I think you are correct that the temperatures would look different when observed from different frames of reference. However, I think that the EP says that the temperatures should be the same viewed from within an inertial frame in a 1g gravitational field and within a non-inertial frame accelerating at 1g in free space.

I thought of this originally to try to simplify the problem by eliminating potential energy and convection, but it just ended up complicating matters. I think the original question was "how can a static pressure cause a temperature gradient", so the simplest answer must be that in an isolated container (on Earth) the kinetic energy of the gas atoms (or molecules), and hence their temperature, is higher at the bottom than at the top due to the increased velocity imparted by the gravitational field (this gives the same numerical answer as I got last time, with idential mathematics).

Is this correct?

Thanks rhoda,

I used KE = (m*v^2)/2 = (3*k*T)/2 solely to calculate the gas temperature. Are you saying that the temperature at the top of the container (in a gravitational field) should be calculated from total enery (KE + PE), in other words adding the mgh term?

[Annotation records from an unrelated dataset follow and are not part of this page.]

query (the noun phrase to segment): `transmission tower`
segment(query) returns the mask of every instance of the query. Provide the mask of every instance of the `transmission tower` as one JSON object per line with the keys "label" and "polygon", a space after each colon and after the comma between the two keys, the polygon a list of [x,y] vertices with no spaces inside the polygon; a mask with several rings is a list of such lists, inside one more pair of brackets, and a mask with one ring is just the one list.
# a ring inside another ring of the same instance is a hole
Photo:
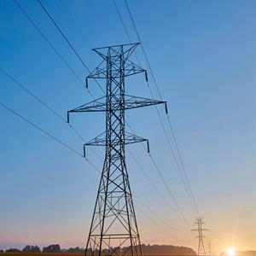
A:
{"label": "transmission tower", "polygon": [[196,218],[196,222],[195,224],[197,225],[197,229],[191,230],[192,231],[197,231],[198,236],[196,236],[198,238],[198,251],[197,255],[206,255],[206,249],[204,245],[204,236],[203,231],[208,231],[209,230],[204,229],[203,226],[205,225],[205,223],[202,221],[203,218],[199,217]]}
{"label": "transmission tower", "polygon": [[125,77],[147,72],[131,61],[139,44],[93,49],[103,60],[86,78],[105,79],[106,96],[67,112],[105,112],[106,130],[84,145],[105,147],[100,185],[87,240],[85,255],[142,256],[140,236],[125,165],[125,145],[148,141],[125,131],[125,112],[141,107],[166,104],[162,101],[125,94]]}

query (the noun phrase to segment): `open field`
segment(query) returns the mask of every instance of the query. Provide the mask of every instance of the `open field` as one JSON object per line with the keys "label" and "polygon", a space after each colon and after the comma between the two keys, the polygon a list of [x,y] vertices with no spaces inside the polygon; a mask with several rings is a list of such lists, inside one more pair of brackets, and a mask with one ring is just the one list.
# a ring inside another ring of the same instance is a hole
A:
{"label": "open field", "polygon": [[[0,253],[0,256],[84,256],[84,253]],[[126,254],[130,256],[129,254]],[[181,255],[181,254],[144,254],[147,256],[195,256],[195,255]]]}

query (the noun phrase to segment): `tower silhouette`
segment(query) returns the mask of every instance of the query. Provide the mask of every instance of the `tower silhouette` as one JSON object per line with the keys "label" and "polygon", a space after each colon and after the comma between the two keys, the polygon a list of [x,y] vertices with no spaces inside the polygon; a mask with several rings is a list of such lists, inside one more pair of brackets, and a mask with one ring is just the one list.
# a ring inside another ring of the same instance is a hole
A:
{"label": "tower silhouette", "polygon": [[125,95],[125,77],[147,72],[131,61],[139,44],[93,49],[103,60],[86,78],[105,79],[106,95],[67,112],[105,112],[106,130],[84,145],[104,146],[105,160],[86,244],[85,255],[142,256],[140,236],[125,164],[125,145],[148,141],[125,131],[125,112],[166,102]]}
{"label": "tower silhouette", "polygon": [[196,236],[198,238],[198,251],[197,251],[197,255],[206,255],[206,249],[205,249],[205,245],[204,245],[204,236],[203,236],[203,231],[208,231],[209,230],[204,229],[203,225],[205,225],[205,223],[202,221],[202,218],[199,217],[196,219],[196,222],[195,224],[197,225],[197,229],[191,230],[192,231],[197,231],[198,236]]}

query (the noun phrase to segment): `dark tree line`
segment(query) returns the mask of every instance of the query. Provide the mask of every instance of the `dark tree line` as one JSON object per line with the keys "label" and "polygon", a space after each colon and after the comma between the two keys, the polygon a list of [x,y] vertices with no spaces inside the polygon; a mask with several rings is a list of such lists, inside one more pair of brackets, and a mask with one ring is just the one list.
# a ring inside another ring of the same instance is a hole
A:
{"label": "dark tree line", "polygon": [[[176,255],[196,255],[195,252],[186,247],[176,247],[172,245],[142,245],[144,254],[176,254]],[[127,247],[116,247],[116,252],[126,251]],[[129,249],[127,250],[129,252]],[[1,253],[1,250],[0,250]],[[52,244],[43,247],[42,251],[38,246],[26,246],[22,250],[10,248],[5,253],[84,253],[83,247],[61,249],[59,244]]]}

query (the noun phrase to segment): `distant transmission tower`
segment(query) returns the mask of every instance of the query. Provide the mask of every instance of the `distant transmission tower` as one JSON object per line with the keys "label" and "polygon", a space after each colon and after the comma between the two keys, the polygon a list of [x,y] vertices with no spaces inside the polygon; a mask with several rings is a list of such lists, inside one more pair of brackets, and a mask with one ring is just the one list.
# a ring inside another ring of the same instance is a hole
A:
{"label": "distant transmission tower", "polygon": [[201,256],[206,255],[206,249],[205,249],[205,245],[204,245],[204,236],[203,236],[203,231],[207,231],[209,230],[204,229],[203,225],[205,225],[205,223],[202,221],[203,218],[199,217],[196,219],[196,222],[195,224],[197,225],[197,229],[195,230],[191,230],[192,231],[197,231],[198,236],[196,236],[198,238],[198,251],[197,251],[197,255]]}
{"label": "distant transmission tower", "polygon": [[[125,94],[125,78],[147,72],[130,61],[139,44],[93,49],[103,61],[86,78],[106,79],[106,96],[68,111],[105,112],[106,131],[84,146],[104,146],[105,160],[85,255],[142,256],[142,247],[125,165],[125,146],[148,141],[125,131],[125,110],[166,102]],[[122,249],[121,249],[122,247]]]}

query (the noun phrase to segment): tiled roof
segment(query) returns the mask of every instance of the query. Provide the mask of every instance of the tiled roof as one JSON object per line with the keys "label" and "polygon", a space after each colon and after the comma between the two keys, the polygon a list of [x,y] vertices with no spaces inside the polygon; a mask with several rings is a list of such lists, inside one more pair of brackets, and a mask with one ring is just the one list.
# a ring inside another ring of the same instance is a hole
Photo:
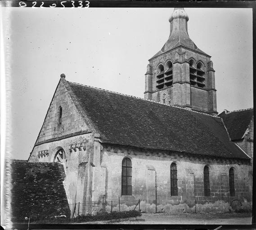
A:
{"label": "tiled roof", "polygon": [[103,142],[248,159],[219,117],[67,82]]}
{"label": "tiled roof", "polygon": [[62,165],[13,160],[10,166],[13,221],[23,221],[25,217],[70,216]]}
{"label": "tiled roof", "polygon": [[218,116],[223,119],[232,141],[240,140],[247,129],[253,116],[253,108],[233,111],[224,111]]}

Take a 1m container with a single atom at the top with a "thermal velocity" of, say, 500 m/s. Make its velocity vector vertically downwards. By the time it reaches the bottom its velocity will be 509.81 m/s. It will rebound endlessly with this velocity at the bottom and 500 m/s at the top. The total energy within the container (KE + PE) is conserved, and the vertical velocity profile (and hence temperature) of the atom is constantly repeating. Correct?

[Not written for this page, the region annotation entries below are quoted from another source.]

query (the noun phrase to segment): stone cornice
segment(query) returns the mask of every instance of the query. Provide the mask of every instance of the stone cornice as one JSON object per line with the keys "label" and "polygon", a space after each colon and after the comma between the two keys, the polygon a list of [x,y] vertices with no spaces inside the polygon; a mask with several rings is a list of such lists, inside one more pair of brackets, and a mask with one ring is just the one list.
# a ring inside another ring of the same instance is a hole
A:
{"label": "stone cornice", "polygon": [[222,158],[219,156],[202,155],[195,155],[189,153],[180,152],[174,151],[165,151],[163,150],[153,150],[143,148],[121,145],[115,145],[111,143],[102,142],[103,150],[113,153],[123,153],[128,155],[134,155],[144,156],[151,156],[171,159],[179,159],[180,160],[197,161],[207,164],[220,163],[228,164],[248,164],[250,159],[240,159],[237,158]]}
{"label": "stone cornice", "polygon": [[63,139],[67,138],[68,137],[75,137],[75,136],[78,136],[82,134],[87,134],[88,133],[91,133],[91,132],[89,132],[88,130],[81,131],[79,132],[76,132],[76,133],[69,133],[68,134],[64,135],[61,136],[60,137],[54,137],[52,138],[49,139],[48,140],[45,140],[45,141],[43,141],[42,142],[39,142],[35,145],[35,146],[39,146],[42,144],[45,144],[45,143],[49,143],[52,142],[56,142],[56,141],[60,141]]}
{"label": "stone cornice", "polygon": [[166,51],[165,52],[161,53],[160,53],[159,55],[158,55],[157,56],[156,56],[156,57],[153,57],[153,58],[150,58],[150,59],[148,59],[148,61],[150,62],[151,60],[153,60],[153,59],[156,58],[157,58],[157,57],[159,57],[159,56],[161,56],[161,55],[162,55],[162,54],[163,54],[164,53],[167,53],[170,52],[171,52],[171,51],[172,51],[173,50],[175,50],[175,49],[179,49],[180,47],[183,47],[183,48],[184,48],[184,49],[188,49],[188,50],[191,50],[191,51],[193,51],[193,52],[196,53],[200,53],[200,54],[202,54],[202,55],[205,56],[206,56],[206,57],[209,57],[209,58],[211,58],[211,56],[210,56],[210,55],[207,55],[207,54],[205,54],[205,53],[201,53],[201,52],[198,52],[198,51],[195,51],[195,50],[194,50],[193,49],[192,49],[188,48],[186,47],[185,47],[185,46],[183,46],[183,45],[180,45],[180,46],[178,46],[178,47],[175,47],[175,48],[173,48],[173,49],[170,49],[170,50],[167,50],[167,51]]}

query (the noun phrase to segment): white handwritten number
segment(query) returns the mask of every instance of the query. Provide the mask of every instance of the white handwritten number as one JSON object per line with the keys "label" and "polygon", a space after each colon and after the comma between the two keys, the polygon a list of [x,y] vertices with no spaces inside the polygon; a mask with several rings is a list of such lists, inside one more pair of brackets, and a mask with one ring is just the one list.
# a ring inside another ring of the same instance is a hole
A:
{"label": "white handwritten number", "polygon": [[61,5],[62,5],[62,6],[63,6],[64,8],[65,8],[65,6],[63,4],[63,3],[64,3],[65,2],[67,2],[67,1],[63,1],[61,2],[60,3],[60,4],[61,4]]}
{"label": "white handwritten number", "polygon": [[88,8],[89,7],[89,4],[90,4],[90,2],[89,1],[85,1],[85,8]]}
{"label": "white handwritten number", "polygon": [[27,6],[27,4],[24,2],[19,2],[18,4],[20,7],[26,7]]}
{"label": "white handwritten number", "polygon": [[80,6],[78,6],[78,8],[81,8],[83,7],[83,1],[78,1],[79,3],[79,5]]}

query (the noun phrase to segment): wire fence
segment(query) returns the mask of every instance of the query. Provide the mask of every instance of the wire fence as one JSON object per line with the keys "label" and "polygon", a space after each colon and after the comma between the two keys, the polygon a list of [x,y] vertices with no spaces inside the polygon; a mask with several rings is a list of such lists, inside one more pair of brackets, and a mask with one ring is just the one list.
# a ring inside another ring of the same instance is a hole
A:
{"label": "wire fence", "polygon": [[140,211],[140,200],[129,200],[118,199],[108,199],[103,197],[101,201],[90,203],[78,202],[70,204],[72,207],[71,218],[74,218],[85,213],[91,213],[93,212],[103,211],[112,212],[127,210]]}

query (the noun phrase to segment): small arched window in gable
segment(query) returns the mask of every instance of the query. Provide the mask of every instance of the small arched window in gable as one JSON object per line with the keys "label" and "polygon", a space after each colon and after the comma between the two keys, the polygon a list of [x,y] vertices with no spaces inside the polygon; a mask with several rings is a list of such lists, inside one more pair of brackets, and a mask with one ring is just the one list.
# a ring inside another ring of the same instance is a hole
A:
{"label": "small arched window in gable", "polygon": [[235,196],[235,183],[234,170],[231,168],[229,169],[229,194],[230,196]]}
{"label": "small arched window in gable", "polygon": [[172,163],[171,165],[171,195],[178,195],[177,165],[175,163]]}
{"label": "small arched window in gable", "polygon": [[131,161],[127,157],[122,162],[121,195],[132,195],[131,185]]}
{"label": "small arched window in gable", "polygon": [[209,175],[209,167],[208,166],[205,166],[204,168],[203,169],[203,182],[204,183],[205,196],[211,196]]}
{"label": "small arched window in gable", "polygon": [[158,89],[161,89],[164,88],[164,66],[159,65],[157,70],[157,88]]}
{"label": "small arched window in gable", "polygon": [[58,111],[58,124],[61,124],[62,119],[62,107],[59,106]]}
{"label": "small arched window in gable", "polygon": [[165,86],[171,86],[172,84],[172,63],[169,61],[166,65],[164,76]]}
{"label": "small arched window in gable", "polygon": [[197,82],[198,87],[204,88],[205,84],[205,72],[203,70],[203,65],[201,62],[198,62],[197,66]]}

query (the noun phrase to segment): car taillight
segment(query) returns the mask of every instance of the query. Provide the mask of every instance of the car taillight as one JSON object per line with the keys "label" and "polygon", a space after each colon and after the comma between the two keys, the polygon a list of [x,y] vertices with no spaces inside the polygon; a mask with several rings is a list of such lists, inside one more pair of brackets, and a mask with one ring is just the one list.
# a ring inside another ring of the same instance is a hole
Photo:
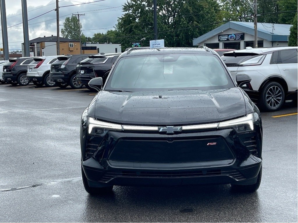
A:
{"label": "car taillight", "polygon": [[38,62],[38,63],[37,64],[37,65],[36,65],[36,66],[34,68],[38,68],[39,67],[39,66],[41,65],[41,64],[44,62],[44,59],[44,59],[42,60],[41,60]]}
{"label": "car taillight", "polygon": [[15,65],[17,64],[17,62],[18,62],[18,61],[17,60],[17,61],[15,61],[15,62],[13,62],[13,64],[12,64],[11,65],[10,65],[10,67],[8,67],[8,69],[13,69],[13,67],[14,67],[15,66]]}

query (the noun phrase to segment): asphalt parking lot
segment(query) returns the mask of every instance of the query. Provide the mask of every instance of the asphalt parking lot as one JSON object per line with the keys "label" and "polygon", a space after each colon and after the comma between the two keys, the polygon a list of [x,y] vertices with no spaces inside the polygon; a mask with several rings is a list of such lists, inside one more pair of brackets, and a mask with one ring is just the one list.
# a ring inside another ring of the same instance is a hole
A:
{"label": "asphalt parking lot", "polygon": [[291,103],[262,114],[263,172],[255,193],[233,193],[229,185],[117,186],[92,197],[82,182],[79,135],[94,95],[0,84],[0,222],[297,222],[297,108]]}

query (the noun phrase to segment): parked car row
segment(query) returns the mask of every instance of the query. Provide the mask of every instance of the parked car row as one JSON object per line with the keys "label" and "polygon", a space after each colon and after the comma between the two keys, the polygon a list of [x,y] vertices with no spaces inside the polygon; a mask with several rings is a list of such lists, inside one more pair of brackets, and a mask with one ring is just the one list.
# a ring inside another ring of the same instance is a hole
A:
{"label": "parked car row", "polygon": [[[148,48],[128,48],[125,52]],[[269,47],[244,50],[215,49],[235,81],[244,74],[252,79],[242,87],[262,110],[280,109],[287,100],[297,100],[297,48]],[[105,82],[120,53],[22,57],[0,62],[0,82],[24,86],[32,81],[36,86],[73,89],[88,85],[96,77]],[[1,69],[1,67],[2,68]]]}
{"label": "parked car row", "polygon": [[91,89],[89,81],[99,76],[105,80],[121,54],[21,57],[3,61],[0,62],[2,67],[0,67],[0,81],[13,85],[24,86],[32,82],[38,87],[65,88],[70,85],[77,89],[85,85]]}

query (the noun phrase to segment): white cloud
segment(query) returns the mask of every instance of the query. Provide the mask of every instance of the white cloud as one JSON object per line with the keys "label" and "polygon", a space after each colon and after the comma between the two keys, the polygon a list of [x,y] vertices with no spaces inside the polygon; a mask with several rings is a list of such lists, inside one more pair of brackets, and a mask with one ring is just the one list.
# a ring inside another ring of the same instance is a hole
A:
{"label": "white cloud", "polygon": [[[60,0],[60,36],[64,19],[73,13],[78,12],[85,14],[80,16],[83,32],[86,36],[92,36],[94,33],[105,32],[108,28],[94,30],[87,30],[114,26],[118,18],[123,14],[122,6],[126,0],[104,0],[93,3],[96,0]],[[67,5],[89,2],[79,5],[63,7]],[[6,1],[8,27],[22,22],[21,1]],[[41,7],[42,7],[41,8]],[[30,19],[56,8],[55,0],[28,0],[27,1],[28,19]],[[44,36],[48,36],[57,34],[56,13],[53,11],[29,21],[29,39],[31,40]],[[22,24],[8,29],[10,51],[20,49],[24,42]],[[2,46],[2,33],[0,33],[0,46]]]}

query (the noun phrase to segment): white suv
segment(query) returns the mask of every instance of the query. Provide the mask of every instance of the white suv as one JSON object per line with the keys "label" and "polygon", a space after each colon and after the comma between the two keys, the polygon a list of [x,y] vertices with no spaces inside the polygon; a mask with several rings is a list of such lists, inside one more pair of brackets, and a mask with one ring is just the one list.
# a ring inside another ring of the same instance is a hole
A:
{"label": "white suv", "polygon": [[36,86],[47,87],[56,85],[49,77],[51,70],[51,65],[57,59],[59,56],[49,56],[35,58],[34,60],[27,66],[27,77]]}
{"label": "white suv", "polygon": [[234,80],[249,75],[243,87],[263,111],[277,111],[285,100],[297,100],[297,47],[253,48],[225,53],[221,58]]}

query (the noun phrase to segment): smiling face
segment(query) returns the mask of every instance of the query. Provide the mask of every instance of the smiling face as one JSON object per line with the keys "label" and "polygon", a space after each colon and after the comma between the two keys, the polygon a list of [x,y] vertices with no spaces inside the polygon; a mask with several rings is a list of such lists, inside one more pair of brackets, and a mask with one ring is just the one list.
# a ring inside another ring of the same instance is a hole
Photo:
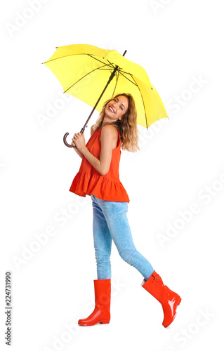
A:
{"label": "smiling face", "polygon": [[121,119],[129,108],[129,100],[126,96],[119,95],[111,100],[105,107],[103,123],[113,122]]}

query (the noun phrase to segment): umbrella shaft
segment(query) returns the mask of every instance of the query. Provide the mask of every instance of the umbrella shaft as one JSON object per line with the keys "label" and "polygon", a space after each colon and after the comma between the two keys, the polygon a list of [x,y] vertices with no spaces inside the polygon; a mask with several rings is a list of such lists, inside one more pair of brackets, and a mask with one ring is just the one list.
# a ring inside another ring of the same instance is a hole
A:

OK, so take my single atom (which is "hotter" at the bottom) and multiply by a few billion - and on the way down it met another atom coming up - and statistical mechanics takes over. However, with perfectly elastic collisions, I think that the velocity (and hence temperature) profile would be maintained.

QED?

Now rambling, but.........

The Second Law would apply, and the temperature would equalise - after an almost infinite amount of time. As the momentum exchange (for the single atom) with the Earth would produce a net force (being higher at the bottom than the top) the Earth's trajectory would shift untlil the atom was at a constant velocity of 500 m/s.

With a single bound he was free! Now off to the pub...

Thought from the pub - an identical container at the opposite side of the Earth would produce an equal and opposite momentum exchange, and hence force, therefore the Earth would remain fixed in inertial space.

Energy conserved, momentum conserved, entropy increasing and temperaures equalising - what's not to like?